Als Lösung schien sich die bewährte Hinhaltetaktik anzubieten. Der Magistrat stimmte schließlich für die Vermietung – unter der Maßgabe, daß „Personen und Gruppen, die vom Verfassungsschutz des Bundes und der Länder beobachtet werden beziehungsweise demokratiefeindliche Haltungen vertreten, von der Veranstaltung ausgeschlossen“ werden. Vom Veranstalter forderte die Stadt eine Liste aller Teilnehmer, der längst überfällige unterschriebene Mietvertrag lag dem CDA noch bis zum Beginn dieser Woche nicht vor, obwohl der den Mietzins bereits überwiesen hat.
Dieses Hin und Her, die lange Unsicherheit noch wenige Tage vor der geplanten Veranstaltung bringen die Akademikerverbände natürlich in Schwierigkeiten: Wer sagt schon gerne für einen Festakt zu, von dem nicht klar ist, ob er überhaupt stattfinden darf.
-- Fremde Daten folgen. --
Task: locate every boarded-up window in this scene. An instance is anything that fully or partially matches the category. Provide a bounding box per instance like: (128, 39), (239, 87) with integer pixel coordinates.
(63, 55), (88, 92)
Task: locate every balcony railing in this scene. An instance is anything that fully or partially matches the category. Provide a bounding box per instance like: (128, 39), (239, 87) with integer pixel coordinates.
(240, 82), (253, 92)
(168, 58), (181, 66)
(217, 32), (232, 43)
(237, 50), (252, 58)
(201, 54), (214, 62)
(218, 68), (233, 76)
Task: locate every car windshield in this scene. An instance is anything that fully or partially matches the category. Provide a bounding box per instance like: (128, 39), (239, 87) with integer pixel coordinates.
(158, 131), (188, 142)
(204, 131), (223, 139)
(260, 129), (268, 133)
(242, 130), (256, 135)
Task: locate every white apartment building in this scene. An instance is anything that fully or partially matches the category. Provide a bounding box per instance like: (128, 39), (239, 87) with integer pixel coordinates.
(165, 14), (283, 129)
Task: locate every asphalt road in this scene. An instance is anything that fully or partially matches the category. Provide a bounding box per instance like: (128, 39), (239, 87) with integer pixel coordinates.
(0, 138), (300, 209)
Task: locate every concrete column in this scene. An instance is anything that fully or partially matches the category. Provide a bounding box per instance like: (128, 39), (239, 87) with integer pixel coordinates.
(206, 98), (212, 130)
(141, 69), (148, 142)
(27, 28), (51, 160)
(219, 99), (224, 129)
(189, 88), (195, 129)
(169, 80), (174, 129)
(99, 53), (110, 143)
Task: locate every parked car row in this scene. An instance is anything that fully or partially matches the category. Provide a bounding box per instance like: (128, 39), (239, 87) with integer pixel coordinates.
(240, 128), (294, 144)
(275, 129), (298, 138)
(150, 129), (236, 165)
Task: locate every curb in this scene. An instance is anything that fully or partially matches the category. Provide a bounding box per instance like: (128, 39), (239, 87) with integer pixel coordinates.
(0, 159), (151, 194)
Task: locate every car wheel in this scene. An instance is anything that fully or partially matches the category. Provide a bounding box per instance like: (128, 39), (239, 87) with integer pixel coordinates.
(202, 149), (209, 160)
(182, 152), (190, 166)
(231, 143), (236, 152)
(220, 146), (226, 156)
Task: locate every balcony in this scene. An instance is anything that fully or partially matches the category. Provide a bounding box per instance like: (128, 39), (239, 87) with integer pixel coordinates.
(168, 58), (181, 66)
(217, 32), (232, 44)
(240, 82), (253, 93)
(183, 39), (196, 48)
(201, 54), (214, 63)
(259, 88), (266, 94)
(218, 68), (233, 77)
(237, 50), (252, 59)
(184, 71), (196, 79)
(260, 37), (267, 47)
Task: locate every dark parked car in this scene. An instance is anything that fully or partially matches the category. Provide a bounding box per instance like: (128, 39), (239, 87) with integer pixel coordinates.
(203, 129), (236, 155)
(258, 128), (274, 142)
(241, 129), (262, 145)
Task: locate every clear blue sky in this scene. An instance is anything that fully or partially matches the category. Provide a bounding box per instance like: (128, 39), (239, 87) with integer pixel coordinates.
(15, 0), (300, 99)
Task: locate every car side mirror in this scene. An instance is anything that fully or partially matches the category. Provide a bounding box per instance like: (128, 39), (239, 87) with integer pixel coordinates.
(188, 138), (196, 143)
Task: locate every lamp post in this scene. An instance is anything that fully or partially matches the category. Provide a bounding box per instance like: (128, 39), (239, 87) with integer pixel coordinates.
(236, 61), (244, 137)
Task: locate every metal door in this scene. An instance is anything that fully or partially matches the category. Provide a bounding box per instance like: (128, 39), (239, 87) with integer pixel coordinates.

Und unabhängig von Fragen des Datenschutzes ist die Vorlage einer kompletten Teilnehmerliste gar nicht möglich, da sich bei Veranstaltungen von Korporationen in der Regel nicht Einzelpersonen, sondern Bünde oder Vereinigungen stellvertretend für ihre Mitglieder anmelden.
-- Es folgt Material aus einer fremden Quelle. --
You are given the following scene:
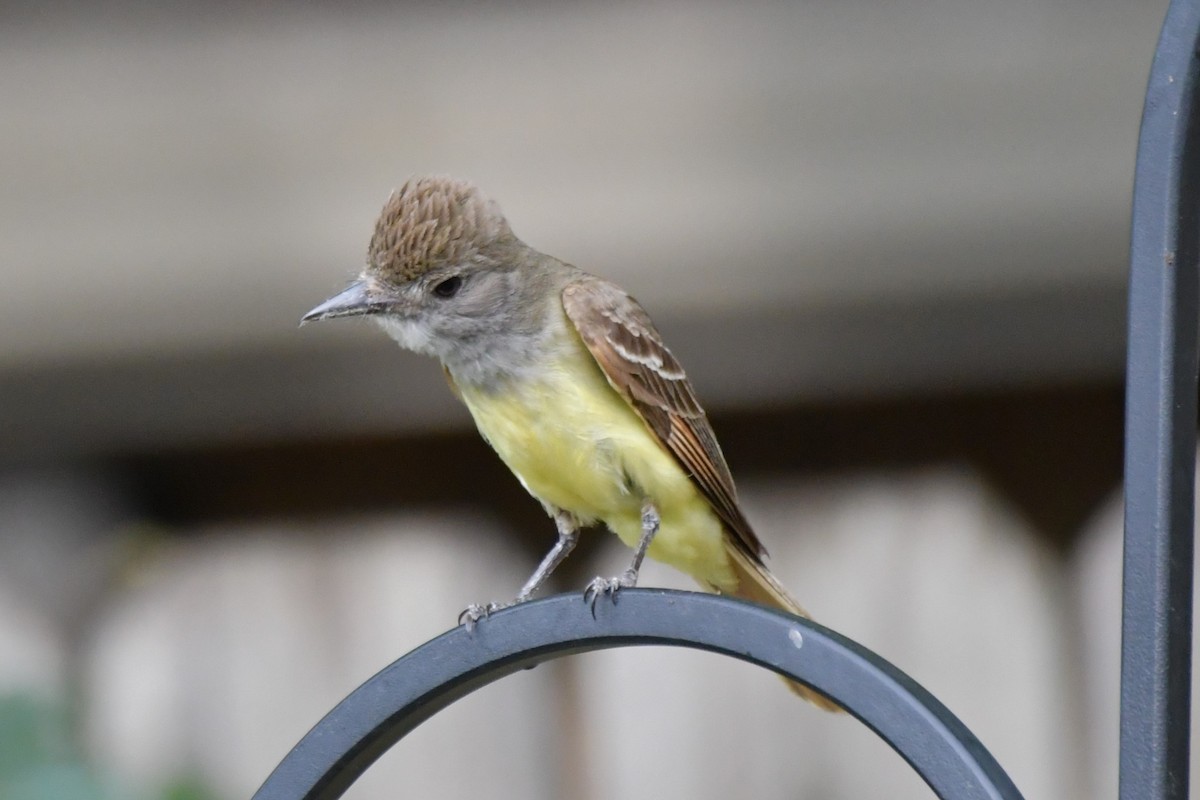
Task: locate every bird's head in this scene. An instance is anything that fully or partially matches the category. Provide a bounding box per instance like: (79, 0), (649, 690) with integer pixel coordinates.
(301, 178), (547, 363)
Frankfurts Bürgermeisterin Nargess Eskandari-Grünberg (Grüne), die ursprünglich einen Wortbeitrag beim geplanten Festakt von ADB und CDA zugesagt hatte, fordert nun eine Änderung der Paulskirche-Statuten. Es brauche „verläßliche Vergaberichtlinien, die solche Veranstaltungen in Zukunft versuchen zu verhindern“, teilte sie auf der offiziellen Seite der Stadt Frankfurt mit. Für sie sei es „schwer zu ertragen, daß rechtsgerichtete Männerbünde die Paulskirche für sich nutzen wollen“, ist die Politikerin überzeugt. Ihr Vorwurf an die Veranstalter. „Revanchismus, historische Verstrickung in den Nationalsozialismus, Seilschaften mit den neuen Rechten und völkische Ideologie“. Und die Bürgermeisterin macht klar: „Das Bekenntnis zum Grundgesetz allein reicht nicht. Demokratie muß antifaschistisch sein.“ Mittlerweile hat sie eine Rede auf der Kundgebung der linksradikalen Gegenveranstaltung angekündigt.